Links, or the way you connect stuff
So, we're huge graph theory wonks. No, no, not like Excel. Like webs of information.
In computer science lingo, a graph is just a sets of connections between items. Those connections are called edges and the items are called nodes. All sorts of things can be modeled in graphs, like the way that web pages are connected to each other (there the links between pages are edges), or as above, a set of friends in a social network.
Let's make this really easy just to be clear: a graph is just a collection of connected stuff.
Here's an example of the two items from above connected via an edge. This would indicate, for instance, that the user had bought that product.
An edge is just the math term for what we call a link. They're the connections.
Every object in the Directed Edge database is an item; the relationships between them are links.
- A user (item) purchases a product (item), so we make a link from the user to the product.
- A user (item) gives a rating of 5 to a product (item), so we create a link between the user and the product with a weight of 5.
- A user (item) clicks on a product category (item), so we make a link from the user to the category page.
- A user (item) is friends with another user (item), so we make a link from the user to the other user.
- A user (item) is a fan of a band (item), so we make a link from the user to the band.
- A web page (item) is connected to another web page (item), so we make a link from the first page to the second page (just mimicking the HTML link structure).
So when getting up and going with the Directed Edge system, you have to decide which bits of information you want to base the recommendations on.

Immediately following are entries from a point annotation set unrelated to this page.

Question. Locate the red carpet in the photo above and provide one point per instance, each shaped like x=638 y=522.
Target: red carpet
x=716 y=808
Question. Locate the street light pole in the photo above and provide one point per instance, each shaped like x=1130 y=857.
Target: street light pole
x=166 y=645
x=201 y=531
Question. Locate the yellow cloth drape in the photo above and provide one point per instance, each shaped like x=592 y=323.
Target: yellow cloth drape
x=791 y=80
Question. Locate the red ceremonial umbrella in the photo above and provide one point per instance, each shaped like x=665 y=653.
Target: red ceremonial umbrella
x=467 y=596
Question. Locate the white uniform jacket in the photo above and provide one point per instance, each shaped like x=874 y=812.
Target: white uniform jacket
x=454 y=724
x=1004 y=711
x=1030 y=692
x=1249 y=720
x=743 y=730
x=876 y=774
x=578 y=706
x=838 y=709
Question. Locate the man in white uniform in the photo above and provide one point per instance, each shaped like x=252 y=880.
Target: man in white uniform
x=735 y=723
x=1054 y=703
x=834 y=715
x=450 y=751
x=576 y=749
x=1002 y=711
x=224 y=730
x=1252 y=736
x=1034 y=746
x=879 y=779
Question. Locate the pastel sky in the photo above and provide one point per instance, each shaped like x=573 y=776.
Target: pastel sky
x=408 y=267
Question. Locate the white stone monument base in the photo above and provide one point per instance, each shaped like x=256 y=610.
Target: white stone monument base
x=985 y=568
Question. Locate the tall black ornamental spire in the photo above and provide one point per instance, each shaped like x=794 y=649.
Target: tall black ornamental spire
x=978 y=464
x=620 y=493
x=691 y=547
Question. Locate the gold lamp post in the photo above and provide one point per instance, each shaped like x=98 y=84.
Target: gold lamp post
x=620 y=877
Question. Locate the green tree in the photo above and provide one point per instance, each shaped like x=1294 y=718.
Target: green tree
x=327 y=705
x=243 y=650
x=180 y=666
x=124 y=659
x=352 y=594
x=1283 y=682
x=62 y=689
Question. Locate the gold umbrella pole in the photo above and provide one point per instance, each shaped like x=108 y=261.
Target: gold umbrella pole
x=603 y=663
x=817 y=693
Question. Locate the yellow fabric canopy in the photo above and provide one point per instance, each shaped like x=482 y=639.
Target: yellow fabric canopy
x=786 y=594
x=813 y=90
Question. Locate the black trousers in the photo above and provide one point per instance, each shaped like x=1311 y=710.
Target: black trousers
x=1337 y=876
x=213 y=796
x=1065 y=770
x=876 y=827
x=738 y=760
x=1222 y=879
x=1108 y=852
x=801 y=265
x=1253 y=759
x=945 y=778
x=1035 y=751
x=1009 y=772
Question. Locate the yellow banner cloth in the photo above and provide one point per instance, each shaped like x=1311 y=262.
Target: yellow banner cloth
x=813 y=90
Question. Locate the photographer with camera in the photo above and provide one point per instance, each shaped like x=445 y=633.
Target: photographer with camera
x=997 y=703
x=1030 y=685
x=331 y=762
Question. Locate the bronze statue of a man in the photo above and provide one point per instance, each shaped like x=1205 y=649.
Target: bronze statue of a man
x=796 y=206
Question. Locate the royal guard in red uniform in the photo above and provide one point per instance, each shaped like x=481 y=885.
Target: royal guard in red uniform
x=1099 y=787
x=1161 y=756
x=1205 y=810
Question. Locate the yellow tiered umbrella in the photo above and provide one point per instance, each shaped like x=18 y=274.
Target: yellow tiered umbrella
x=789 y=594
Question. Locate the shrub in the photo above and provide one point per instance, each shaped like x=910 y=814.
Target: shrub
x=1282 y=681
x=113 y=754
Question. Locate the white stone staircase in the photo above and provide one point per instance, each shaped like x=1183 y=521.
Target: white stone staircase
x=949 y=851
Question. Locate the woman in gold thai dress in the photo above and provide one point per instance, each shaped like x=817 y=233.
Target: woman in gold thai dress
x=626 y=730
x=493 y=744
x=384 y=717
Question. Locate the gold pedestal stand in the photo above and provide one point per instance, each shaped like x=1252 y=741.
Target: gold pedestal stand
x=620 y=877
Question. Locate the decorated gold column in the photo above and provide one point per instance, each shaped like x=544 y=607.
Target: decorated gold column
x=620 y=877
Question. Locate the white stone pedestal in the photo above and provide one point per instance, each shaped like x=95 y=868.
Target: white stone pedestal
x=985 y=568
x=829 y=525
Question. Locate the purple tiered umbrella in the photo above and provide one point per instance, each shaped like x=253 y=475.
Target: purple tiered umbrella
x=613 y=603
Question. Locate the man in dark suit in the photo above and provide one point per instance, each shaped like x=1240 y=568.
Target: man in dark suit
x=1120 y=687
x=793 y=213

You notice up there that those arrows aren't bi-directional? They don't have a pointy thing on both sides? Well, guess where the name of our company comes from: those are directed edges. In graph theory you can have undirected edges and directed edges. All that directed means here is that they have a direction. A connection from A to B is not the same as a connection from B to A. One says, Bob is a friend of Sarah and another implies Sarah is a friend of Bob.

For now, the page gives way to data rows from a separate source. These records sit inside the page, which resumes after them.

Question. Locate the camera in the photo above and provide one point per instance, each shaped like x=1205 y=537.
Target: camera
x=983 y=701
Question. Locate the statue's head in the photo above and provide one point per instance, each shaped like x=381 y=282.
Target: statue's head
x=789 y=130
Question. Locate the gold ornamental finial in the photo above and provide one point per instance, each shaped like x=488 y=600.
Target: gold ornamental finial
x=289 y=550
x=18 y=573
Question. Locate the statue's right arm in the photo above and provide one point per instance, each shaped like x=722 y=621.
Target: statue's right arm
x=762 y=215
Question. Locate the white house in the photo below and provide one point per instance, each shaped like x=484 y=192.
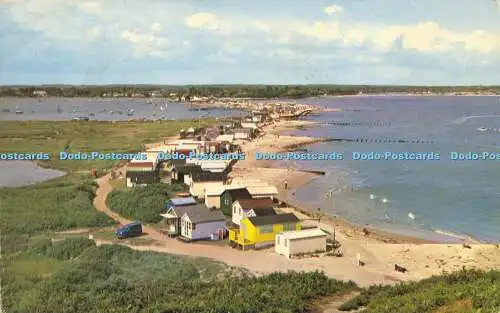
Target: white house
x=244 y=208
x=197 y=188
x=201 y=224
x=243 y=133
x=263 y=191
x=172 y=218
x=249 y=125
x=213 y=194
x=306 y=241
x=225 y=137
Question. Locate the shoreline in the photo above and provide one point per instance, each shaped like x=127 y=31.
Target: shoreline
x=296 y=178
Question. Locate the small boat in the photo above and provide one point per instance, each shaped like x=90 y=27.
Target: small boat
x=81 y=118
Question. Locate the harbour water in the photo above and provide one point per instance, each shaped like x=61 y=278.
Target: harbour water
x=21 y=173
x=423 y=198
x=55 y=109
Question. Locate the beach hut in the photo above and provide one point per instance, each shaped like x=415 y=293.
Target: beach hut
x=172 y=218
x=178 y=202
x=301 y=242
x=182 y=170
x=263 y=191
x=244 y=208
x=260 y=231
x=243 y=133
x=228 y=196
x=201 y=224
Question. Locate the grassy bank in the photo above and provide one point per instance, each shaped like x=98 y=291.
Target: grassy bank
x=54 y=137
x=460 y=292
x=142 y=204
x=76 y=276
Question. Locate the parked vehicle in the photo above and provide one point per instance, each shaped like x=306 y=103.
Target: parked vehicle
x=133 y=229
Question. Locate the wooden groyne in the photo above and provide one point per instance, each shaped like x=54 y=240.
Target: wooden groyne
x=382 y=140
x=312 y=172
x=355 y=123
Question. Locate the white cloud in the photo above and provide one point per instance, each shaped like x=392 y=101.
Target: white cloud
x=156 y=27
x=165 y=29
x=203 y=20
x=90 y=7
x=332 y=9
x=94 y=33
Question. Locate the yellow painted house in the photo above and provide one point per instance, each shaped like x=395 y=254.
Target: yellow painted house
x=259 y=231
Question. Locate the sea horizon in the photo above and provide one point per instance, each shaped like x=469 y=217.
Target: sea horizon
x=429 y=199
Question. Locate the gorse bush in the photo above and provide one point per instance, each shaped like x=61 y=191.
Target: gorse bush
x=56 y=205
x=114 y=278
x=142 y=203
x=461 y=291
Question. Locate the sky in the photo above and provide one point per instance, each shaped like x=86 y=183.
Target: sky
x=390 y=42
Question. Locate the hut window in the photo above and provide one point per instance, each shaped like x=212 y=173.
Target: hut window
x=266 y=229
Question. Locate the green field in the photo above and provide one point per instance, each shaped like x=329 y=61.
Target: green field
x=466 y=291
x=48 y=271
x=90 y=136
x=44 y=271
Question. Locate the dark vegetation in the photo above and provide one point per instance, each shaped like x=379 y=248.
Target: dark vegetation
x=144 y=203
x=465 y=291
x=114 y=278
x=239 y=91
x=55 y=205
x=44 y=275
x=54 y=137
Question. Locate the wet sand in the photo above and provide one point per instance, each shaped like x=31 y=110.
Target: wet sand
x=379 y=250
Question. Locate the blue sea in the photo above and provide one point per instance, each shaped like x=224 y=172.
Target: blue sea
x=456 y=198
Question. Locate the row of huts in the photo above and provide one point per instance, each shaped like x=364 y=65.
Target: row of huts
x=244 y=211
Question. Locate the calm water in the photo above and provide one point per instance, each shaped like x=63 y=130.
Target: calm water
x=20 y=173
x=99 y=109
x=455 y=197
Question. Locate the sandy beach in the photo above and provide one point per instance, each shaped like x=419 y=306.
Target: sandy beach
x=379 y=250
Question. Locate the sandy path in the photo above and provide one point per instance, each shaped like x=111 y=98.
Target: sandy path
x=379 y=250
x=339 y=268
x=422 y=260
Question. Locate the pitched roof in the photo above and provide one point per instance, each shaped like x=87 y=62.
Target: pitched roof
x=208 y=176
x=307 y=233
x=264 y=211
x=273 y=219
x=182 y=201
x=248 y=204
x=187 y=168
x=243 y=130
x=237 y=194
x=205 y=215
x=262 y=190
x=179 y=211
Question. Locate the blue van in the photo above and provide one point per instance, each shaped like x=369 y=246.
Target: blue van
x=133 y=229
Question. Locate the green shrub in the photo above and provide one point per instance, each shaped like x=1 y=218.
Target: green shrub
x=142 y=203
x=481 y=289
x=69 y=248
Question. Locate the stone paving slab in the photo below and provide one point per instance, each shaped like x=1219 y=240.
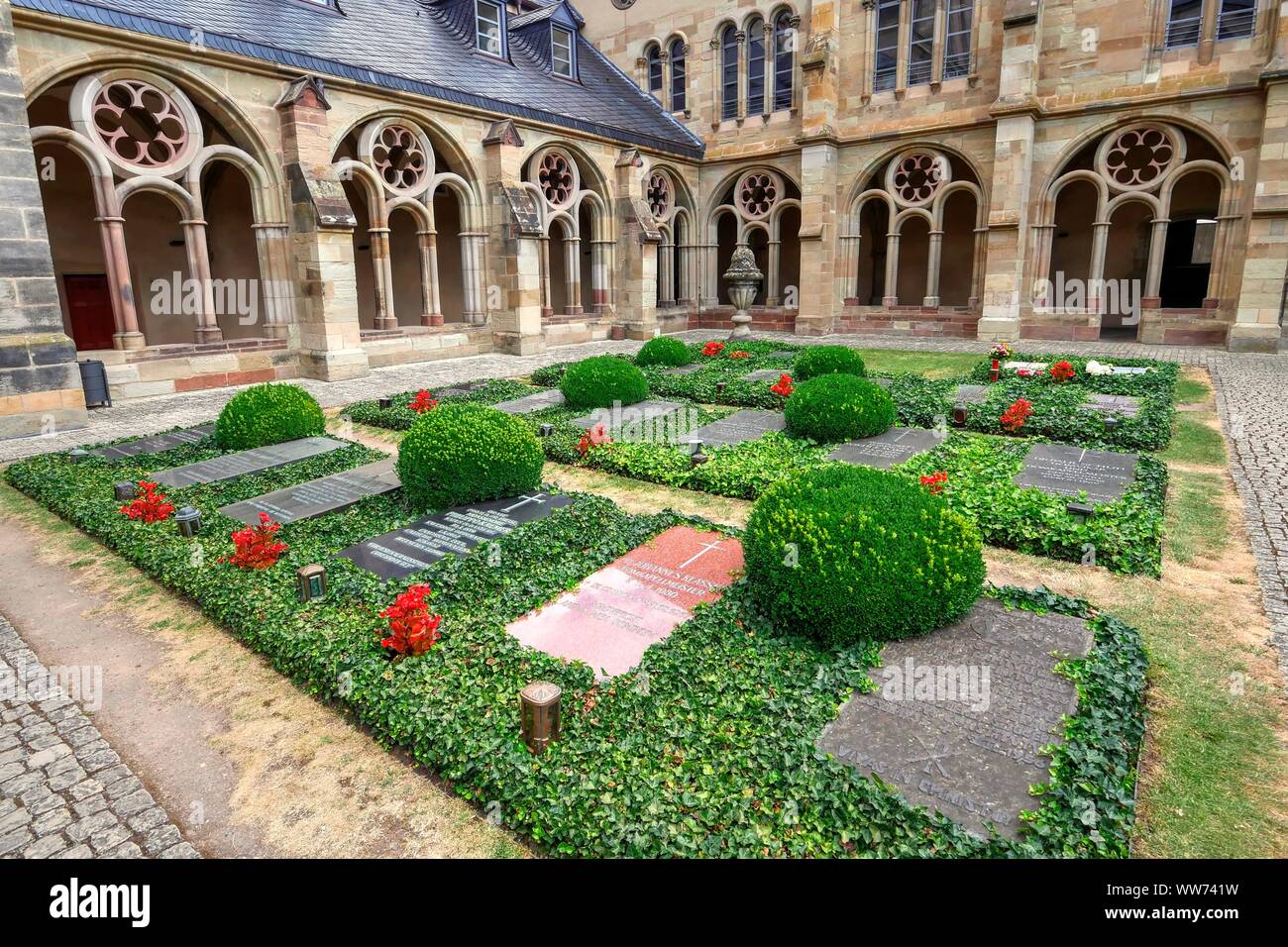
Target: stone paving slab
x=63 y=791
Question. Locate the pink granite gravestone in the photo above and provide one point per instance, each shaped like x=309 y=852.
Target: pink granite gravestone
x=614 y=615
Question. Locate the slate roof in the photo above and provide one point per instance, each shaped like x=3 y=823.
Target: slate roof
x=420 y=47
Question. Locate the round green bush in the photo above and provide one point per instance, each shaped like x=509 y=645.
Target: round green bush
x=459 y=454
x=268 y=414
x=603 y=380
x=827 y=360
x=838 y=407
x=846 y=553
x=664 y=351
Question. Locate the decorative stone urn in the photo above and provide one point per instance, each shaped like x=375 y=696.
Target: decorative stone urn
x=743 y=279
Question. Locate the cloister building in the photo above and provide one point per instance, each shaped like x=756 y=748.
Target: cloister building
x=214 y=192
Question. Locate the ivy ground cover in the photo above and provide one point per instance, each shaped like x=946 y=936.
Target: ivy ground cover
x=707 y=749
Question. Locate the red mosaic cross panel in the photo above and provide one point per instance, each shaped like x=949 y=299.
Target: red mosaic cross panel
x=614 y=615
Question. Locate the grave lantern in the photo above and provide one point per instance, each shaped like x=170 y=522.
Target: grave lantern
x=539 y=709
x=188 y=519
x=1081 y=512
x=310 y=582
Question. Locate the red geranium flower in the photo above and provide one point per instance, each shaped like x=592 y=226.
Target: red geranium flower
x=150 y=505
x=423 y=402
x=784 y=385
x=257 y=547
x=412 y=630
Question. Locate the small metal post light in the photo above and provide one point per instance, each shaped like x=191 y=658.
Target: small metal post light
x=1081 y=512
x=539 y=709
x=310 y=582
x=188 y=519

Web page A can link to web page B without implying that web page B also links back to web page A. That link is a directed edge.
It's the same kind of deal when a user buys a product. We usually want to represent a user bought a product rather than implying that the product has some sort of fundamental connection with the user (though it might, for instance, if the user was also the author of it).
The only typical use case where this matters in using the API is that if you have friends in a social network, and the friendships are reciprocal (like Facebook) rather than possibly uni-directional (like Twitter), you have to put two links in there to convey the friendship.
We've also introduced the notion of typed links. Typed links specify something like:
- The relationship between this customer and this product is purchase.
Link types can be mixed and matched at query time. So if you're asking for related products you can ask for a mix of recommendations based 80% on purchases and 20% on common tags by saying that you'd like 0.8 of the purchase link type and 0.2 of the tag link type.
You can create whatever link types seem appropriate for your site's data.